Des centaines de témoignages, et un FN facho qui se rabougrit devant les juges. Doucement, le FN de la Résistance reprend ses droits.
Il faut se méfier. On en viendrait presque à les prendre en pitié. Cela fait vingt-sept minutes que MeLaviolette-Slanka plaide, pour Le Pen, face à Mégret. Face à Charlie Hebdo et aux résistants. Et déjà, toute l’audience c’est assoupie.
Cela fait près d’une demi-heure que l’avocat revendique, pour son client, la propriété exclusive du titre Front national. Et qu’il enchaîne les détails sans suite aux considérants pinailleurs, avec autant de conviction que l’horloge parlante. Tout le monde s’est déjà assoupi. Quand, soudain, le président exaspéré, le coupe : “Soyez gentil, Maître, de bien vouloir conclure.“
Mercredi 3 février. Il est 15 heures, devant la première chambre de la cour d’appel de Paris. L’avocat de Le Pen vacille, comme giflé par un parpaing. Il tente de poursuivre. Mélange tout pour faire bref. Puis, peu à peu, sa voix s’éteint sous les dorures. Au point que personne ne se rend compte, quand il a terminé, que c’est enfin fini. Les jeunes fachos ne font guère mieux. MeCrevon, pour les mégrétistes, tente une astuce vaseuse. En substance : “Le Pen veut nous interdire l’appellation “Front national”. Mais sa plainte est rédigée au nom du FN. Or le vrai FN, c’est nous. Donc tout cela n’a pas de sens.” Les mouches elles-mêmes baillent comme des huîtres.
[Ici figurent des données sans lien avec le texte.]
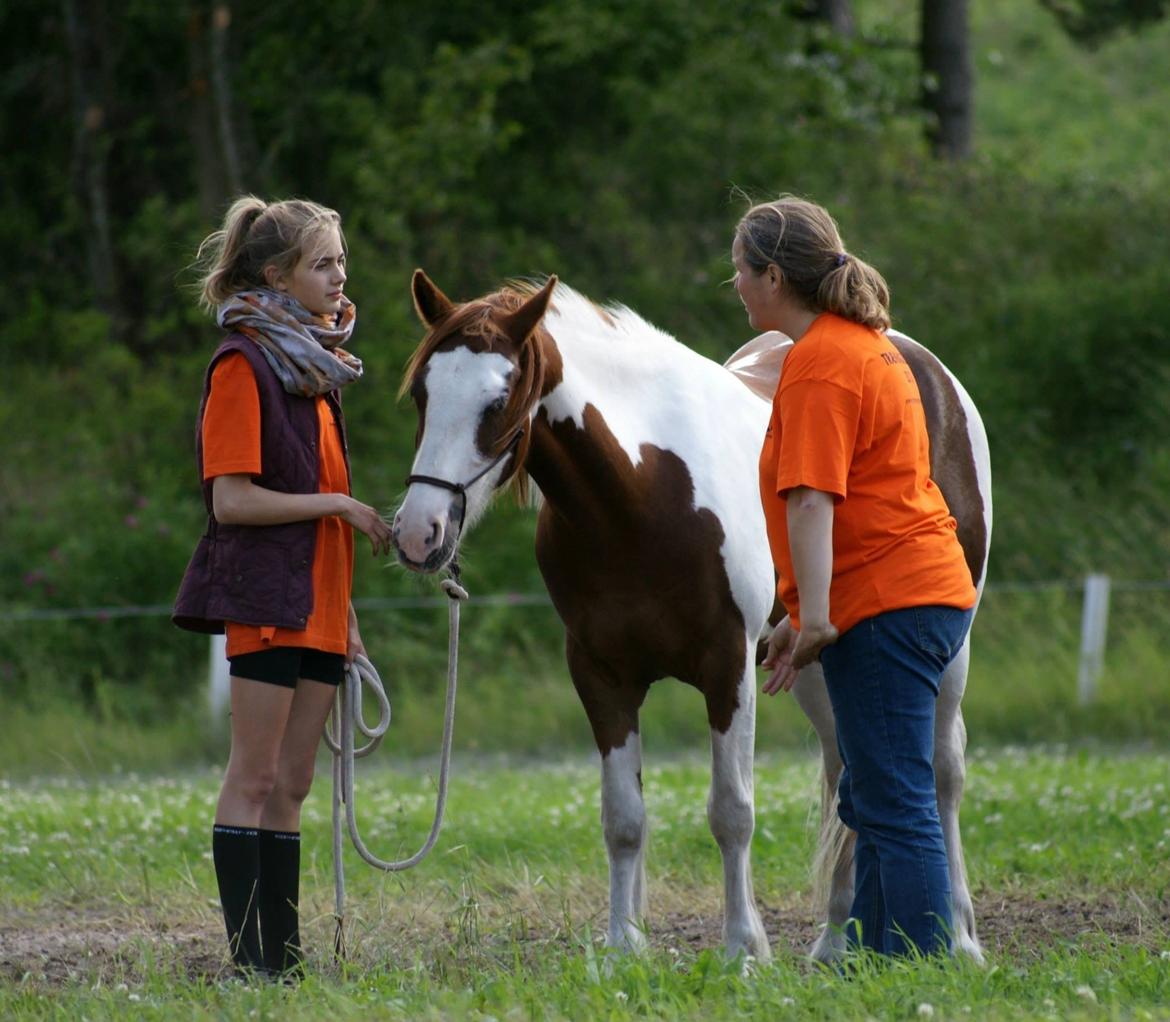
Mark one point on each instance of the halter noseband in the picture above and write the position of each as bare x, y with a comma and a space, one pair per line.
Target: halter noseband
462, 488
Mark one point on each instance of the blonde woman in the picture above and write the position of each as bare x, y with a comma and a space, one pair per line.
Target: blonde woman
274, 567
869, 566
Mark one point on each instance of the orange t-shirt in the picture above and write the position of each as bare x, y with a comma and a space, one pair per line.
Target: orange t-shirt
231, 433
847, 420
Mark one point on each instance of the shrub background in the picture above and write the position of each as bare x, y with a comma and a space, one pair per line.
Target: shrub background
601, 142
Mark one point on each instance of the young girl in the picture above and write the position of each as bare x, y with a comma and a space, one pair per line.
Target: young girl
869, 566
274, 568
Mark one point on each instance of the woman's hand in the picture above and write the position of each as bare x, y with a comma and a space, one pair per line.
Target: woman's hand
811, 640
789, 651
779, 658
353, 644
366, 520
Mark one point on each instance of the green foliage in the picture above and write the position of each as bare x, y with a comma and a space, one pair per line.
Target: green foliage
1092, 21
599, 140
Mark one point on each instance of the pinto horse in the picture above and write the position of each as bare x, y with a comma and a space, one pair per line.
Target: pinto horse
652, 544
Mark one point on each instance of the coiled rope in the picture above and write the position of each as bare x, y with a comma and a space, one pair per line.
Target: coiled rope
348, 715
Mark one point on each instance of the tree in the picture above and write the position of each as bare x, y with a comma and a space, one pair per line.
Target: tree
947, 76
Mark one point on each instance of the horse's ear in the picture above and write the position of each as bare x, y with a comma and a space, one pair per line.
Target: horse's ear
521, 323
429, 302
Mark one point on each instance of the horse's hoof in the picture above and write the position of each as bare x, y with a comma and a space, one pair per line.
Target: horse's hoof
752, 947
628, 938
968, 947
830, 946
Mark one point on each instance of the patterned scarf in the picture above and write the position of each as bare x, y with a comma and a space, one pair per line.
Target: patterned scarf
301, 347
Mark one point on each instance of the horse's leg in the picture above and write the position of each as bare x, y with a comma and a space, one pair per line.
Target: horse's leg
950, 774
612, 708
833, 860
730, 812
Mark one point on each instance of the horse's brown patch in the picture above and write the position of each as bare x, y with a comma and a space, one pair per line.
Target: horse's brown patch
635, 573
951, 460
633, 567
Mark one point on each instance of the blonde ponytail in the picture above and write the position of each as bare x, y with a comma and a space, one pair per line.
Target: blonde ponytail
802, 239
255, 235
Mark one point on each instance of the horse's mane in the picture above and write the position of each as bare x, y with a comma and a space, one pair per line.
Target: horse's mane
476, 319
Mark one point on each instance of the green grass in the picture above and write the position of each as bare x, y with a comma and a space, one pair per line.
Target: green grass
515, 691
1067, 851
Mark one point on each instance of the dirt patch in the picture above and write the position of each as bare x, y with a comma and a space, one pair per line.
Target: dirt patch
107, 947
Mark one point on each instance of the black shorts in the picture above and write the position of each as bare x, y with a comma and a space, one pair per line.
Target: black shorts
283, 664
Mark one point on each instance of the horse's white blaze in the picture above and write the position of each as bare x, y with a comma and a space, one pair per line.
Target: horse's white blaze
651, 389
460, 384
624, 824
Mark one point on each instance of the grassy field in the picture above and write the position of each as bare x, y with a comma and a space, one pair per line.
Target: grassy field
108, 907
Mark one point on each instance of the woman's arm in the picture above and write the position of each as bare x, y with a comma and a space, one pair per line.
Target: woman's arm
238, 501
811, 541
810, 517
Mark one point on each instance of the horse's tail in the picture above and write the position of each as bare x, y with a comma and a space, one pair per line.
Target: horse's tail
834, 842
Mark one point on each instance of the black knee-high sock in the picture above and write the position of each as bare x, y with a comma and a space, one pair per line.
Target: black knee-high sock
235, 851
280, 895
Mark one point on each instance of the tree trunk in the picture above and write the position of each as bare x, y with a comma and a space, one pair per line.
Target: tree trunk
221, 84
947, 77
210, 178
90, 150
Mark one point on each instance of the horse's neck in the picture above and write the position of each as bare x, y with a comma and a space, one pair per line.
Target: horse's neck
618, 389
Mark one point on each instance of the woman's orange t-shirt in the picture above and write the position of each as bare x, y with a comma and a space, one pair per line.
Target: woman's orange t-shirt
231, 433
847, 420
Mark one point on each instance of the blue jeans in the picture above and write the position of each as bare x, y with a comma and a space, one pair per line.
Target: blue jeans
882, 677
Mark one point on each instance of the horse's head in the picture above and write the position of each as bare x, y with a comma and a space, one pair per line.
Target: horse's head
475, 380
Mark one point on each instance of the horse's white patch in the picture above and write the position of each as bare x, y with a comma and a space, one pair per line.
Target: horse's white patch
460, 385
649, 388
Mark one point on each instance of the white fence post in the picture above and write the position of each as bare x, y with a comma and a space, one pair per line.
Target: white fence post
1094, 626
219, 684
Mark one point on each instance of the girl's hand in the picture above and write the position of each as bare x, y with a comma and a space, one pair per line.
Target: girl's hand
366, 520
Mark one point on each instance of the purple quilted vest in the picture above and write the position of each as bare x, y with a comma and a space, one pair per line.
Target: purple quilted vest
259, 574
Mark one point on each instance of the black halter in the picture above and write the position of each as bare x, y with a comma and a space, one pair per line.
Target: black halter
462, 488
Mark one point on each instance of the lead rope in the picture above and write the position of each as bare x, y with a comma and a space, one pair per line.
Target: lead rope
339, 738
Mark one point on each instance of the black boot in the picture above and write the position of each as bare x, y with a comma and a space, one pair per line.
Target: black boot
235, 851
280, 892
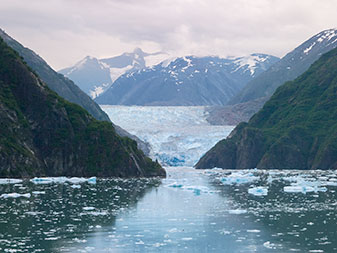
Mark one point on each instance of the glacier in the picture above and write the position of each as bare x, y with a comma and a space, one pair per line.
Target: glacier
178, 135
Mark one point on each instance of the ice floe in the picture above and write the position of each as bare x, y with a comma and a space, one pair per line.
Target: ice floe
237, 211
240, 177
304, 189
15, 195
10, 181
72, 180
258, 191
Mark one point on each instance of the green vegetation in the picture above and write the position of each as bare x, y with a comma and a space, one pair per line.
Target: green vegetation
43, 134
296, 128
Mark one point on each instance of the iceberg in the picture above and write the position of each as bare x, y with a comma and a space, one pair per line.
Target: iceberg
237, 211
72, 180
15, 195
304, 189
10, 181
239, 178
258, 191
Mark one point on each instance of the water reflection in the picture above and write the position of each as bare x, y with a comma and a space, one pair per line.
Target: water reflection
190, 211
57, 212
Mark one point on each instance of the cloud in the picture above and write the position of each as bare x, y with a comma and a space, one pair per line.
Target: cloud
64, 31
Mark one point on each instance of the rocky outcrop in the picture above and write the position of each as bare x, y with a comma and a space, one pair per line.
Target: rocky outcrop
65, 87
232, 115
296, 128
44, 135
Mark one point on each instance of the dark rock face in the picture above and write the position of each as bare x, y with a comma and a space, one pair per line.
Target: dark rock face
55, 81
65, 87
296, 128
232, 115
288, 68
43, 134
186, 81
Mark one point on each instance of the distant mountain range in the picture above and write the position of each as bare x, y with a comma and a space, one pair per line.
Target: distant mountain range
57, 82
94, 75
186, 81
295, 129
42, 134
65, 87
289, 67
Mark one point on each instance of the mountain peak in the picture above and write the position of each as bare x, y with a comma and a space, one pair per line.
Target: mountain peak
138, 51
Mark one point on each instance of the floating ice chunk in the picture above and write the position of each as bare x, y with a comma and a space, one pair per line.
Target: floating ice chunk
175, 185
10, 181
304, 189
92, 180
47, 180
253, 231
38, 192
15, 195
239, 178
33, 213
269, 245
330, 183
88, 208
237, 211
258, 191
187, 239
72, 180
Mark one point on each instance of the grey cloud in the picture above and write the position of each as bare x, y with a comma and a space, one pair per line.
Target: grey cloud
223, 27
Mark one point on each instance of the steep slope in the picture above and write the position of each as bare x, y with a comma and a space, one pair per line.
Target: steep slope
94, 75
296, 128
43, 134
186, 81
65, 87
57, 82
288, 68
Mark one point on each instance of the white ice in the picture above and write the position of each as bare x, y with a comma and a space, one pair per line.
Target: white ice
72, 180
10, 181
178, 136
240, 177
258, 191
15, 195
237, 211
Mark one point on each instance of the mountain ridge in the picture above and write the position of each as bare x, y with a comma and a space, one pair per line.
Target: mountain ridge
95, 75
295, 129
187, 80
288, 68
44, 135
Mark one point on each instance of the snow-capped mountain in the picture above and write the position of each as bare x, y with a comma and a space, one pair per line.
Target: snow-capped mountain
289, 67
94, 75
187, 81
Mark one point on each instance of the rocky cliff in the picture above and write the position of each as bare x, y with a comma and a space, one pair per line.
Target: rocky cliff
43, 134
296, 128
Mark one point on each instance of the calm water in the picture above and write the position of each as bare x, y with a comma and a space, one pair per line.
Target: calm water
189, 211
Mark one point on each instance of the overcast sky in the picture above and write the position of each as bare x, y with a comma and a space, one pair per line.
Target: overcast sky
65, 31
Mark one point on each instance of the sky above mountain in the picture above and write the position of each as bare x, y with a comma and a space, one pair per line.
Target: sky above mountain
65, 31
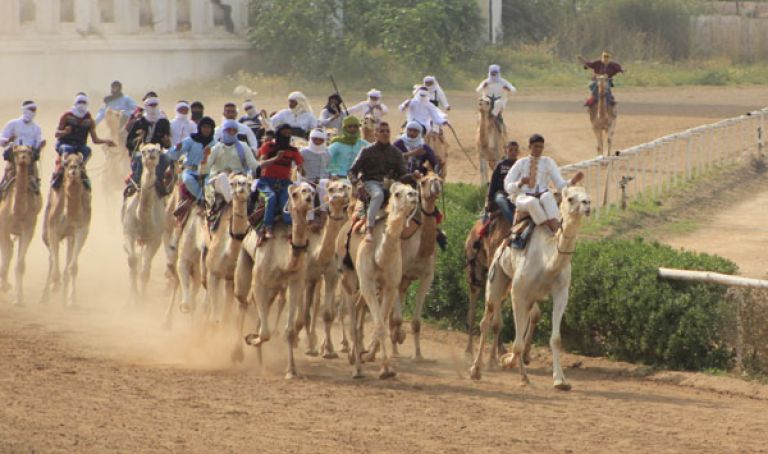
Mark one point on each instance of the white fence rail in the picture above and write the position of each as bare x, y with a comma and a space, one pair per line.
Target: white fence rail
659, 165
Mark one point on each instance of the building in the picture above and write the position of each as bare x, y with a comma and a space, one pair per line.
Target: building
65, 46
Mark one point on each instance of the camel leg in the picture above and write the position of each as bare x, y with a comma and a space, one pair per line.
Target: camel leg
559, 303
495, 290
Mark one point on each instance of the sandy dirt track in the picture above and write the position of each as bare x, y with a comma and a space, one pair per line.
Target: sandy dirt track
105, 378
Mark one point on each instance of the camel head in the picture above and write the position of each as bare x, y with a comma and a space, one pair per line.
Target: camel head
22, 155
241, 186
403, 199
73, 167
576, 203
430, 186
338, 198
301, 197
150, 155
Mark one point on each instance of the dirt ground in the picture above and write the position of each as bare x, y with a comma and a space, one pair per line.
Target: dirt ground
104, 376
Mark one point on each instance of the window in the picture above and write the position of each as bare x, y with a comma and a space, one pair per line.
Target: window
107, 11
67, 11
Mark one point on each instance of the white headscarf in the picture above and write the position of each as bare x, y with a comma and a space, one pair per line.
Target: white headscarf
317, 134
302, 104
412, 144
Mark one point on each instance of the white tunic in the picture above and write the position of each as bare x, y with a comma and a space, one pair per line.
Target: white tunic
23, 133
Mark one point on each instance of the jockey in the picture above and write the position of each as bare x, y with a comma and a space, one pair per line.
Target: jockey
116, 101
345, 147
498, 198
254, 120
74, 128
423, 112
298, 115
376, 162
496, 88
602, 67
332, 116
151, 127
22, 131
244, 133
416, 153
372, 106
436, 93
528, 182
181, 126
276, 158
193, 150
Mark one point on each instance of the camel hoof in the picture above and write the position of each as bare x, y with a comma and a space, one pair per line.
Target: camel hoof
386, 374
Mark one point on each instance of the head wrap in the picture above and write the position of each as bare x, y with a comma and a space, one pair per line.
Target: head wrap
412, 144
346, 137
80, 108
317, 134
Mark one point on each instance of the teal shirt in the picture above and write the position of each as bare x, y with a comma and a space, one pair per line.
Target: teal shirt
343, 155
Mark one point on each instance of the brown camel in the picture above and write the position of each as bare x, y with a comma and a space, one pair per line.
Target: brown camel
19, 208
322, 269
264, 270
490, 138
603, 117
376, 269
67, 216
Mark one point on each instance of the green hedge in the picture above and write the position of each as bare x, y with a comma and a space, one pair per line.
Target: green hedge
617, 307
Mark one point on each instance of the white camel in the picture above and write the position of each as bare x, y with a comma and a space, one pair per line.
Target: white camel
67, 216
143, 218
530, 275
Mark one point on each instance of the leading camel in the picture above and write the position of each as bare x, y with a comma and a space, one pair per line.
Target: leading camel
603, 116
530, 275
19, 208
67, 216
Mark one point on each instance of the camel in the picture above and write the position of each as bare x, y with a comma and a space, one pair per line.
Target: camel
18, 215
603, 117
143, 218
376, 269
419, 255
490, 140
263, 271
67, 216
322, 269
478, 259
530, 275
222, 248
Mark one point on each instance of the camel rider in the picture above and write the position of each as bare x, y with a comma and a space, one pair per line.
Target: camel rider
345, 147
298, 115
197, 111
415, 151
498, 198
528, 182
602, 67
332, 115
192, 149
370, 107
423, 112
496, 88
72, 137
151, 127
254, 120
228, 155
244, 133
181, 126
436, 94
276, 159
375, 163
116, 101
22, 131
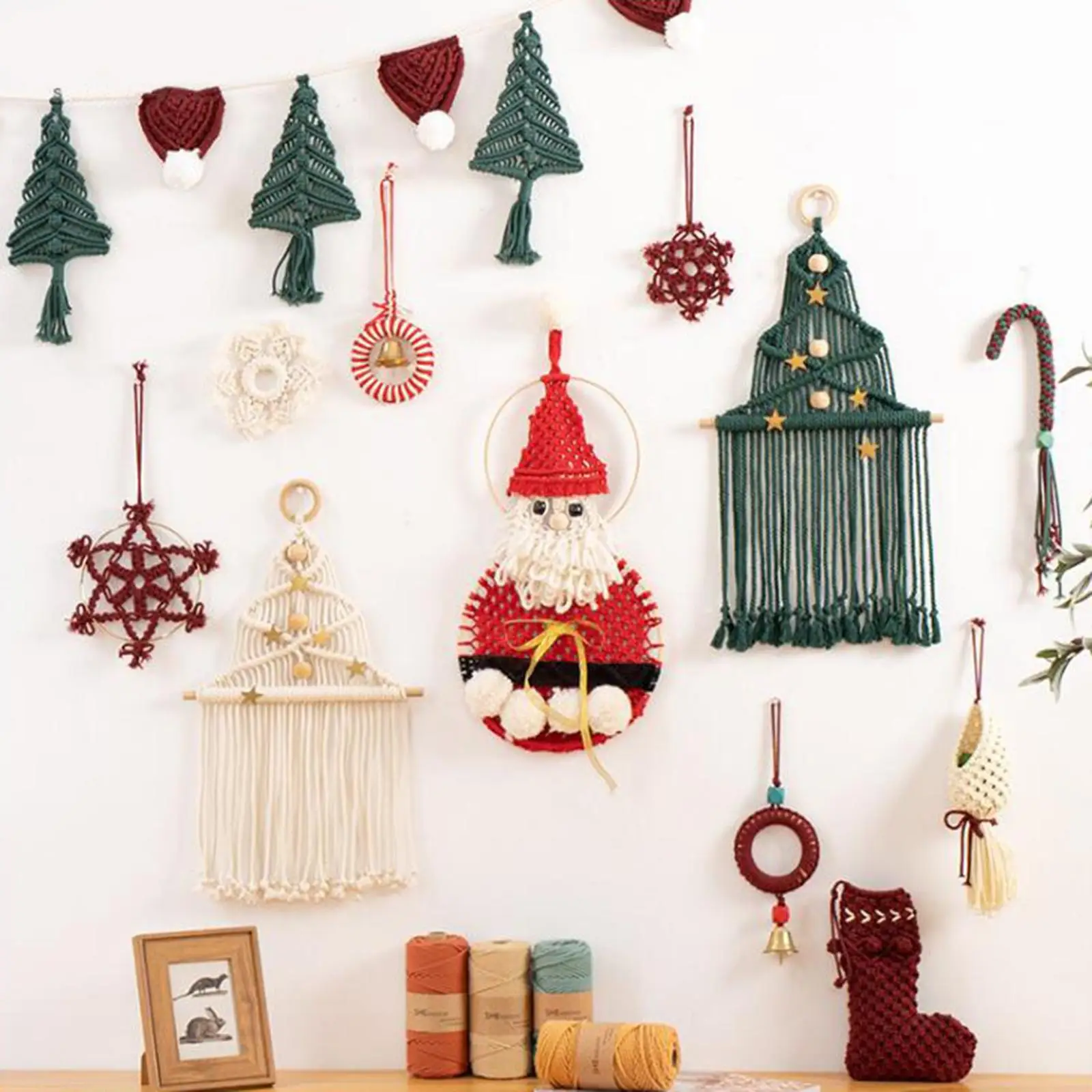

Puis MeMalka plaide pour Charlie. Et MeBorker, au nom des résistants du mouvement Front national. Lui-même ancien résistant, FTP. Il parle des maquis. Evoque ses camarades, tués, déportés. Et des plaques, que l’on casse aujourd’hui, parce qu’elles portent un titre que Le Pen a volé. Celles des fusillés. ” C’était cela, le Front national. Et il fallait que ce soit dit. Pour qu’on puisse à nouveau le lire dans les livres d’histoire.” Sa voix, qui faisait tonnerre, se casse soudain. Et la cour, pudiquement, feint de prendre pour un mal de gorge un gros bout de sanglot.
Les procès se suivent et se ressemblent. Il y a trois semaines, en référé, l’histoire avait fermé le bec aux criailleries des fachos. Et le tribunal avait jugé les demandes de Charlie et des résistants aussi recevables que les leurs. Mercredi dernier, encore, l’avocat de Charlie a rappelé que ce journal a déposé à ‘INPI la marque “Front national”. Pour la rendre à ceux qui se sont battus contre les valeurs que représentent, aujourd’hui, Mégret autant que Le Pen. Et le procureur a encore demandé à la cour de reconnaître les demandes de Charlie et des résistants comme parfaitement recevables. Avant qu’intervienne un procès sur le fond.
Avis, donc, aux centaines d’anciens résistants qui nous ont adressé les cartes, les journaux, du vrai Front national. Les tracts brunis. Les journaux en dentelle, pour prouver que la vérité n’avait ni changé ni vieilli. Nous n’avons pas eu le temps de répondre à chacun. Mais ils n’ont pas gâché leurs timbres. Lorsque la cour d’appel de Paris prononcera son jugement, il y a peu de chances qu’elle désavoue les conclusions du procureur.
Ou alors, si elle donne raison à Le Pen, c’est uniquement dans l’espoir de ne plus jamais entendre une plaidoirie de MeLaviolette-Slanka…
François Camé et Anne Kerloc’h, Charlie Hebdo du 10 février 1999.